Additionally, there are nation/states who will never comply due to ideological and political differences so even if some fall in line dealing with AI overreach on copyright theft those other actors will turn a blind eye and continue such activity. There is no way to PREVENT that theft short of excising entire swaths of the internet.

Not likely to happen!

Looking at the templates suggested above: Won't work. TOO LONG. TOO WORDY. USERS DON'T CARE (they want the instant "free" gratification promised by the WWW...). USERS are not your target, heck, you can't live WITHOUT them! Targeting G merely gets you disappeared. Targeting AI Bots is whack-a-mole on steroids. AI is essential to nation/state investment, progress, and security, thus it will NOT go away even as it wrecks Creators with lack of attribution or pass-through.

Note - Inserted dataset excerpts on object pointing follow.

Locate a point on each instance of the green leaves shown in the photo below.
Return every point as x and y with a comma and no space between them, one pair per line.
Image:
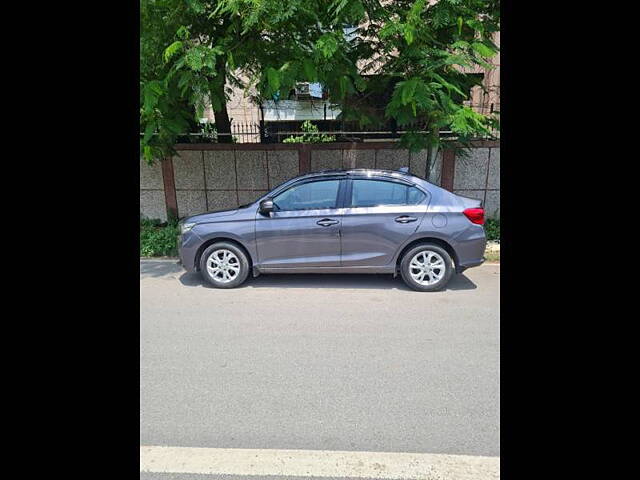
483,49
273,77
172,49
409,33
327,44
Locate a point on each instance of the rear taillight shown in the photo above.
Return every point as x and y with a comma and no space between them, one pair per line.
475,215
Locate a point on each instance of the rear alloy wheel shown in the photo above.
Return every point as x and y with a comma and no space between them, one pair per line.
224,265
426,267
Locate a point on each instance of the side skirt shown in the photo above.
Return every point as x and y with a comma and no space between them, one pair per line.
257,270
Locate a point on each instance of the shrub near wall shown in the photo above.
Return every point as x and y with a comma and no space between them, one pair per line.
158,239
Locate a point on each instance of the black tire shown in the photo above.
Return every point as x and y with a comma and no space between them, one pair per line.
219,281
426,247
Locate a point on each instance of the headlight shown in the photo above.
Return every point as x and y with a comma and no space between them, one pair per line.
185,227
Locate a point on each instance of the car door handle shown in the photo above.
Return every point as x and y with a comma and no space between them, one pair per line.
326,222
405,219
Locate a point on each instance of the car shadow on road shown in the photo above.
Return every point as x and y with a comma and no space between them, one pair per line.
159,268
326,280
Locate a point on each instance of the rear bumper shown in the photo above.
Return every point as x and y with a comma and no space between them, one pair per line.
470,251
188,245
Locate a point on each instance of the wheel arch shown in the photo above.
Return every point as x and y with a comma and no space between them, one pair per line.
435,240
221,238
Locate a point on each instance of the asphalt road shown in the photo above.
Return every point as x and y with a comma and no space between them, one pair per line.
320,362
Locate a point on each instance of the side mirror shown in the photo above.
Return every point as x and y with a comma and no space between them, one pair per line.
266,206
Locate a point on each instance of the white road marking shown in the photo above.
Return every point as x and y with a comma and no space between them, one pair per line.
317,463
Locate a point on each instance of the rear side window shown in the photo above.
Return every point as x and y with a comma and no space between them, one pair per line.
312,195
371,193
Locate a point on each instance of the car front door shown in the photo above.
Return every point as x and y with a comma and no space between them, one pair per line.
380,215
303,231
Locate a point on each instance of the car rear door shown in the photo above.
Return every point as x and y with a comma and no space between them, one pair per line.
380,215
304,231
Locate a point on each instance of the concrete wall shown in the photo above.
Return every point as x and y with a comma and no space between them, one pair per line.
152,202
217,177
477,175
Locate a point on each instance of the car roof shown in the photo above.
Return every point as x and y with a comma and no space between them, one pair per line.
364,172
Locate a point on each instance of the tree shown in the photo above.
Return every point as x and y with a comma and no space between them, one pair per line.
416,49
191,49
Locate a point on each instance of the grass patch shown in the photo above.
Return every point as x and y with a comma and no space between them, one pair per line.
157,238
492,256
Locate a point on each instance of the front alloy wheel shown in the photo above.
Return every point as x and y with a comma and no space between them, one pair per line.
426,267
224,265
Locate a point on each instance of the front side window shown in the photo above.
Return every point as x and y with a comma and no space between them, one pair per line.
371,193
312,195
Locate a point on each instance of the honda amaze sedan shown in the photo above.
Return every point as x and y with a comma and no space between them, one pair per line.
340,221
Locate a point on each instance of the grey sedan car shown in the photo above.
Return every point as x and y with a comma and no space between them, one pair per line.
340,221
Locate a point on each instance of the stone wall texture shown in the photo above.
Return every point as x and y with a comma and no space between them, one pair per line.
207,180
152,203
477,175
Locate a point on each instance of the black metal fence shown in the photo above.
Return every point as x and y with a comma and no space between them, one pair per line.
277,131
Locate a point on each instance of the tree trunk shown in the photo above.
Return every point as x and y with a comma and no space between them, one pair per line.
223,124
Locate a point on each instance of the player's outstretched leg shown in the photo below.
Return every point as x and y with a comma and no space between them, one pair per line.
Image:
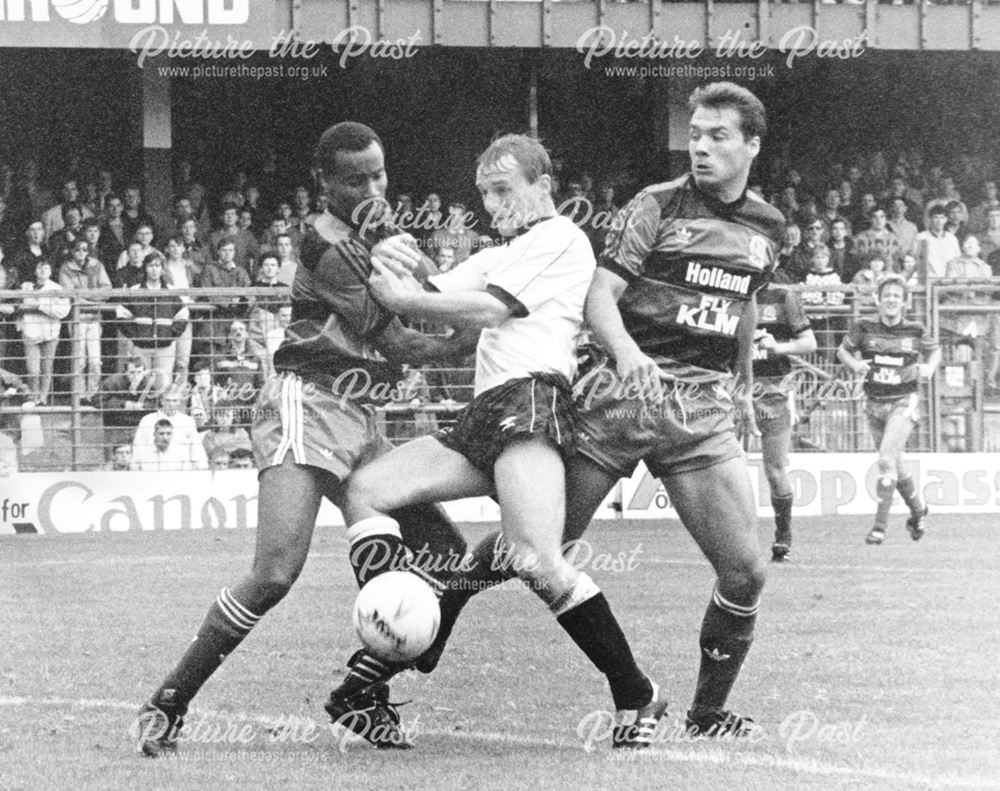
283,538
918,508
774,452
716,506
530,486
587,484
383,487
437,549
885,487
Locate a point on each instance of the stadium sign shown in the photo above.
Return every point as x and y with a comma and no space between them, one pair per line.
112,24
137,502
844,483
120,502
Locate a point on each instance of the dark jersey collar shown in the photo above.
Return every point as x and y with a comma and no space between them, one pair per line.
717,206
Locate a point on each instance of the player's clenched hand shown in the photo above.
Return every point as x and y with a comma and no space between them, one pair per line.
389,288
399,253
640,372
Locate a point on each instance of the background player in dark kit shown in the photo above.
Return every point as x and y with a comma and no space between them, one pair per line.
782,330
672,303
886,350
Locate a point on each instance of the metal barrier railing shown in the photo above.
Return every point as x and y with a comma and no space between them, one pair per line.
218,368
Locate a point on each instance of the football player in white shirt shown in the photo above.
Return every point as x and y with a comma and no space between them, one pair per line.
527,296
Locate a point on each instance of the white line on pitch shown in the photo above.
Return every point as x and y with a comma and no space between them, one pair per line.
656,754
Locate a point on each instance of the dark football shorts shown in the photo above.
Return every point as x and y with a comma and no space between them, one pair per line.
772,413
319,428
878,411
691,429
538,405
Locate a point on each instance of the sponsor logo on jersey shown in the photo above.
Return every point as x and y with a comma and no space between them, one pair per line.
717,277
759,252
711,314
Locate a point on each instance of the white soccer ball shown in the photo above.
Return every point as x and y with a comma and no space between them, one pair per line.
397,616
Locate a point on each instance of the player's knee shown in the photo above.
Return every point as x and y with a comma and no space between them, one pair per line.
364,492
776,477
744,583
272,584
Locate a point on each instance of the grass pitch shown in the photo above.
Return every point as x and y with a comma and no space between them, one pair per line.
873,668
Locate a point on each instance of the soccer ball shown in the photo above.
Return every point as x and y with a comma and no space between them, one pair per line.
397,616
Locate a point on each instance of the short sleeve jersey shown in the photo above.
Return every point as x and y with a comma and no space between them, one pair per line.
543,276
335,319
780,313
893,354
692,265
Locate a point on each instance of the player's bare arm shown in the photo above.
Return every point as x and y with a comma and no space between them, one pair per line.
744,367
403,345
605,320
803,343
406,296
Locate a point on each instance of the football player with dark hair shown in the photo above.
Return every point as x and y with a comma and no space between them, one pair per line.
887,350
313,426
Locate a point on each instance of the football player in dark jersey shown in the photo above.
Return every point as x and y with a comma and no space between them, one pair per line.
782,330
887,351
313,426
672,303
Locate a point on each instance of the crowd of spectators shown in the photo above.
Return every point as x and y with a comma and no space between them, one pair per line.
847,224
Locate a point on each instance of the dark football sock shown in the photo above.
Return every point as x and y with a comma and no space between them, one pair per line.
908,491
586,616
884,489
224,628
782,518
726,635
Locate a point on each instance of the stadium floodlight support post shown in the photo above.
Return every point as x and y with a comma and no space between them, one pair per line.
75,428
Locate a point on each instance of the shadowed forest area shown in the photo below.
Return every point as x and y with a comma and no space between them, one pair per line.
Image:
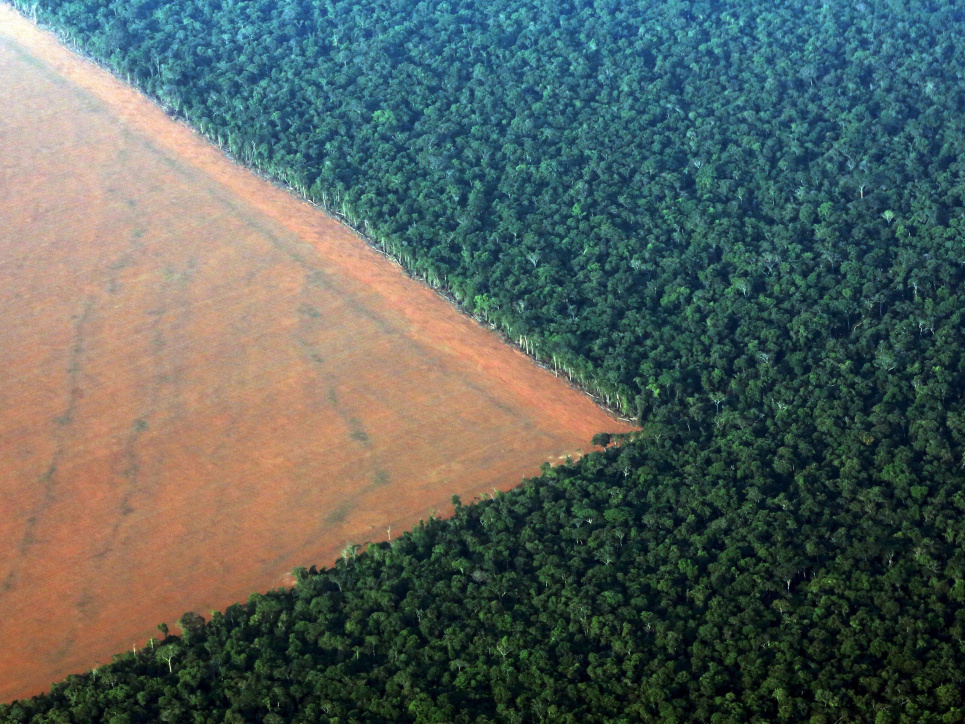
741,223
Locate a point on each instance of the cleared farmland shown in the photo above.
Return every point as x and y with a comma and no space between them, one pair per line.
206,382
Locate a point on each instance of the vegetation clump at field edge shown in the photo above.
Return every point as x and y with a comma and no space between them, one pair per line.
740,222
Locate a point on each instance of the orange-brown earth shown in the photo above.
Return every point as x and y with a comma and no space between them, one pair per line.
205,382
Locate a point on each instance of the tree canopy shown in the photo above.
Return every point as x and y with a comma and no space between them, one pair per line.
742,223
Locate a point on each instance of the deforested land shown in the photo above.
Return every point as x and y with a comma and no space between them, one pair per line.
206,382
742,224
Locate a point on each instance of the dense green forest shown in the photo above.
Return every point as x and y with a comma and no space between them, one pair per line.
742,223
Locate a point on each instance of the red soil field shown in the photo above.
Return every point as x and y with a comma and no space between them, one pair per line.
205,382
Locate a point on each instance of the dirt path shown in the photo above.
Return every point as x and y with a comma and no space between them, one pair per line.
206,382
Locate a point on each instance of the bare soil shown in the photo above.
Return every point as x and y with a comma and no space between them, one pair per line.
205,382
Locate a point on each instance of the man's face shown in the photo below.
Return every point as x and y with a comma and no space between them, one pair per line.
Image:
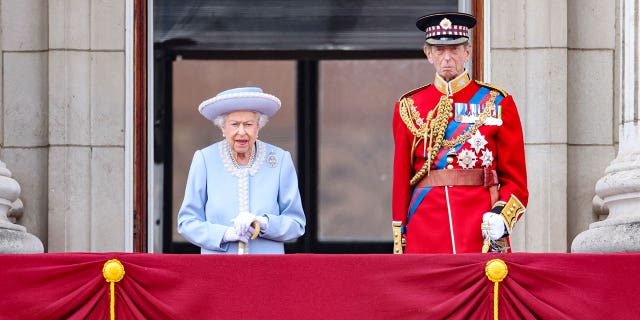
448,60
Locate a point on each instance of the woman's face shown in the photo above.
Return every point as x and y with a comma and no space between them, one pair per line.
241,130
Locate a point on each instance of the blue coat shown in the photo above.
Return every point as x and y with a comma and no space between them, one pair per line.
213,196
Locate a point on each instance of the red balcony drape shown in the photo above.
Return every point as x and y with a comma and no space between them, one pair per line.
308,286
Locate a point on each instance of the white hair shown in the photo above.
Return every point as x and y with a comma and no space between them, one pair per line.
262,119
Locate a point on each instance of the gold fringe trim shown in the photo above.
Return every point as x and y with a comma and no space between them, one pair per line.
496,270
113,271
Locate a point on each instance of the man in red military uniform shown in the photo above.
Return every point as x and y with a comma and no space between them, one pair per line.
459,160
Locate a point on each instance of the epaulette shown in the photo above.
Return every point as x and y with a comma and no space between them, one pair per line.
488,85
413,91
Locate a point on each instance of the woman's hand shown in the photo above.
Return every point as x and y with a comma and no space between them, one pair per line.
231,235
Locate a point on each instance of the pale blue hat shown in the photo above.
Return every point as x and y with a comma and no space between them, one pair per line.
240,99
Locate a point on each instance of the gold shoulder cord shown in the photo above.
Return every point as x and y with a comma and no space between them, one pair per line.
433,130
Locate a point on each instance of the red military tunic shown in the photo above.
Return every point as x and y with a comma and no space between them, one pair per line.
437,218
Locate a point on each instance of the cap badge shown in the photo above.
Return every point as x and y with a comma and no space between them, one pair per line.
445,23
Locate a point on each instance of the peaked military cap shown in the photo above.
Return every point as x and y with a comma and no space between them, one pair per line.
446,28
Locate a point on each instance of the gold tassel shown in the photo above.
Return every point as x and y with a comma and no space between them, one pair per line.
496,270
113,271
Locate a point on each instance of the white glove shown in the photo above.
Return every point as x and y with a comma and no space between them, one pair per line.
243,221
264,222
231,235
497,229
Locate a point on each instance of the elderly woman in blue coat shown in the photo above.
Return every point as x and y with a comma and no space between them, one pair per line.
240,185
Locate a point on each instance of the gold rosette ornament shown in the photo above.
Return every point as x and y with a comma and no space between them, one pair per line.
496,270
113,271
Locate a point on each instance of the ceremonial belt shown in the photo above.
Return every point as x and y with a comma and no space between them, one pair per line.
463,177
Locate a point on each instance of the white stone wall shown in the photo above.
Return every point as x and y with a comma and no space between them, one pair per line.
62,113
593,125
557,59
63,118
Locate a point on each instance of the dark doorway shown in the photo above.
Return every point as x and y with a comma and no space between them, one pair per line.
340,67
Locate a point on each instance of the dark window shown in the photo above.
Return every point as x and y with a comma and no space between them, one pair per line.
338,67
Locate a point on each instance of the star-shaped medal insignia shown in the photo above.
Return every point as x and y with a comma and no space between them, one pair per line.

THEN AGAIN, how many websites are ACTUALLY Creators of New and Copyrightable Property? LOOK AND FEEL (a US copyright term) only goes so far, particularly if the actual content is rehashed from known and general knowledge that can't be copyrighted in the first place.

AI is a game changer in the absolute broadness of ignoring copyright and fair use (US term, though other countries have their version of same). THAT is the major obstacle, as well as the others listed above. Is there a solution? A decade or so of litigation MIGHT provide an answer. AT PRESENT the most obvious action for webmasters is to ban, deny, reject all AI intrusion at the likely cost of lost traffic and revenue.

Whitey

12:31 am on May 26, 2025 (gmt 0)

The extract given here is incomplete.